Question: What is the Difference Between Lo Mein and Chow Mein?
Know Your Noodle Vocabulary
Mein or mian is simply the Chinese word for noodles. Lo Mein means “tossed noodles,” while chow mein or chao mian means “fried noodles.”
What Type of Noodles are Used in Chow Mein and Lo Mein dishes?
Both lo mein and chow mein are made with Chinese egg noodles – wheat flour noodles with egg added. Fresh egg noodles (preferably about 1/4-inch thick) are best for lo mein, while either fresh or dried can be used to make chow mein. Either way, the noodles need to be softened in boiling water before cooking. Dried noodles are parboiled in boiling water for 5 to 6 minutes before using, while fresh egg noodles only need to be boiled for 2 to 3 minutes. The exact amount of cooking time will depend on the thickness of the noodles, so be sure to follow the package instructions if available. But whether you’re working with fresh or dried noodles, the goal is to boil them until they are just cooked but not too soft (what the Italian’s call “al dente,” or “cooked to the tooth”).
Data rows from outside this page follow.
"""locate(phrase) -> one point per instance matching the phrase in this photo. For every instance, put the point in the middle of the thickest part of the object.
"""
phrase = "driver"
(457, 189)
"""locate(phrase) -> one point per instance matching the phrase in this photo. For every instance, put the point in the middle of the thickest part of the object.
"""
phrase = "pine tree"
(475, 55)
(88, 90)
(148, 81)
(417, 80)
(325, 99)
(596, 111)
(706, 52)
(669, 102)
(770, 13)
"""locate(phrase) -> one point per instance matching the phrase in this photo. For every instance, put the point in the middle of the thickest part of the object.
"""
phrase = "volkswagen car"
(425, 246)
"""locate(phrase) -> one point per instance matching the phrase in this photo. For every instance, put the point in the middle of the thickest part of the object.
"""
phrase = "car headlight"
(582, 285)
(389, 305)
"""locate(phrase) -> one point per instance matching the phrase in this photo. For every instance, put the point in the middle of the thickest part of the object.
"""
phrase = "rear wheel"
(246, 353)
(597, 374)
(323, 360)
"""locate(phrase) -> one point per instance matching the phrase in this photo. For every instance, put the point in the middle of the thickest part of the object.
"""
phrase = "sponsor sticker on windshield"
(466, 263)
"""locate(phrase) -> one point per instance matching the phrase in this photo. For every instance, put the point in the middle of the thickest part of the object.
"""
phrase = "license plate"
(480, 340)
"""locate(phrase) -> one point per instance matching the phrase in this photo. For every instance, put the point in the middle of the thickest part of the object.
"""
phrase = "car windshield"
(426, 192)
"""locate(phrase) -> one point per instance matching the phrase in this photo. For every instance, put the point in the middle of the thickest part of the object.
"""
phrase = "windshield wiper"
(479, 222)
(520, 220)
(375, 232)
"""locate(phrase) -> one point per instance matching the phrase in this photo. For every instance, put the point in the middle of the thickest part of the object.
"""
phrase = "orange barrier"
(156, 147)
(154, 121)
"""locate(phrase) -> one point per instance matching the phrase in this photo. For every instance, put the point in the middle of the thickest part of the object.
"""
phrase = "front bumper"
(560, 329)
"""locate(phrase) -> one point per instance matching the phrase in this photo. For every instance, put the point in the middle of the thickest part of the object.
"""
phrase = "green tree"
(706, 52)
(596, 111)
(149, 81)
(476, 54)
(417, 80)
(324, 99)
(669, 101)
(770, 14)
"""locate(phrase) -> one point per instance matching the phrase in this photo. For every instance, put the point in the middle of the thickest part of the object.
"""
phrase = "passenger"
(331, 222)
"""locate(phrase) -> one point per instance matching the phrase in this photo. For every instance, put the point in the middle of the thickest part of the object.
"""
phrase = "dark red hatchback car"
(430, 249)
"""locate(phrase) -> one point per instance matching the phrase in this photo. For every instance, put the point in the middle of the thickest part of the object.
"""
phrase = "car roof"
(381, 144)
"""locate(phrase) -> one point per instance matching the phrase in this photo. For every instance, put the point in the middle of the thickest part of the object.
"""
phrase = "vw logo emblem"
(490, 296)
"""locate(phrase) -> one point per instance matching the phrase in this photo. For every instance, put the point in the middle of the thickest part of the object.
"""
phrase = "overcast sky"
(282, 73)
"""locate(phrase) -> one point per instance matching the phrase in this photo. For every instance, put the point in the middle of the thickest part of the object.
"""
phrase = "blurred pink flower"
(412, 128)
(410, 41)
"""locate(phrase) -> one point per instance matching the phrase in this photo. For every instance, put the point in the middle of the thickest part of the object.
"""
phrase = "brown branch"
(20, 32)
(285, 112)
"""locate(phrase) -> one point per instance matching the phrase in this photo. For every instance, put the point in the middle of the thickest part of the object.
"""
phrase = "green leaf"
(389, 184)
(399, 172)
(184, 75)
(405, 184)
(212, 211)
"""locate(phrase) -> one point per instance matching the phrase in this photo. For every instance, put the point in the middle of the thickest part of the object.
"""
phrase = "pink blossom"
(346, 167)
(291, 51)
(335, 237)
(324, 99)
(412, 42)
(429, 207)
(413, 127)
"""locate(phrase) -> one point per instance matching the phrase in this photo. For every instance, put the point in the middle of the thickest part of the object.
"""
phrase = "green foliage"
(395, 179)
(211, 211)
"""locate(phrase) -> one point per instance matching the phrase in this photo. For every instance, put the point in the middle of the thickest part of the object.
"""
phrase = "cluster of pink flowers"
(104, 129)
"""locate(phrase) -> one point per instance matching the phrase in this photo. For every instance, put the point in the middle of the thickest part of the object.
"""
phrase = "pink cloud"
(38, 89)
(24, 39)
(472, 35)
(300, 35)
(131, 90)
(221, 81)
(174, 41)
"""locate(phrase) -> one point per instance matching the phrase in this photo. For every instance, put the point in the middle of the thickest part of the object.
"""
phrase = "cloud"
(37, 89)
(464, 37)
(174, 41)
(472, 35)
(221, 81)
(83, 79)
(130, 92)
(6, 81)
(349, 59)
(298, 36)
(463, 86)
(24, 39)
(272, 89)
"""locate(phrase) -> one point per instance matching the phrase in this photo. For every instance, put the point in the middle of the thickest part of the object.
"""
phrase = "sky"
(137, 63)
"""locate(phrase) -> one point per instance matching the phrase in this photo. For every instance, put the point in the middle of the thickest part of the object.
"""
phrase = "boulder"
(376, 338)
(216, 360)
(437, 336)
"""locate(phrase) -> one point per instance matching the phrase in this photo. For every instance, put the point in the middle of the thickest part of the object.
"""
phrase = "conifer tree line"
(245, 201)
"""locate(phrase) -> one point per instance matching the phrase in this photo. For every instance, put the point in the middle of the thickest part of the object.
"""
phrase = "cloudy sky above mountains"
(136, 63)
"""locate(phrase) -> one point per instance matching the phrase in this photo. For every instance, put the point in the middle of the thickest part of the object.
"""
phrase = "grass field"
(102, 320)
How are Lo Mein and Chow Mein Prepared?
One method of preparing chow mein noodles is to fry them separately into a “noodle pancake” and then pour the stir-fried meat and vegetables over the fried noodles. The chow mein noodles can also be stir-fried with the meat/poultry and vegetables.
With lo mein, the parboiled noodles are frequently added near the end of cooking to heat through and toss with the other ingredients and sauce. Alternately, the parboiled noodles may be tossed with a sauce and the stir-fried ingredients poured over.
1/4 soy sauce
2 Tbs oyster sauce (I omitted this because I couldn’t find it in the store!)
1/4 cup Chinese rice wine or dry sherry
2 tsp brown sugar
1 Tbs sesame oil
1/8 tsp Chinese Five Spice (I used Hot Shot, I figured spicy is spicy!)
1/4 chicken stock with 1 Tbs of cornstarch made into a slurry
Cook pasta noodles 1-2 minutes shy of package instructions. (I skipped this part because I knew mine were already done to that point so I added them at the end.) Drain and set aside until later. Add 2tsp of cornstarch to sliced chicken and allow to set for a few minutes.
While this was happening, I then made my sauce. I just stirred it inside a measuring cup for easy access
Next add the sliced cabbage, celery and any other vegetables (accept the bean sprouts). Stir fry for another 2-3 minutes. Add your sauce ingredients and stir fry until sauce begins to boil and thicken.
Finally add the bean sprouts and cook for a minute then add the cooked pasta and toss well with the sauce and vegetables. Taste for seasoning and serve hot. Don’t be afraid to taste and add what it may be missing to your taste. I’m really bad at the whole “making a slurry” or “thickening” process it’s sometimes called, my sauces never thicken However I didn’t care because the taste was amazing.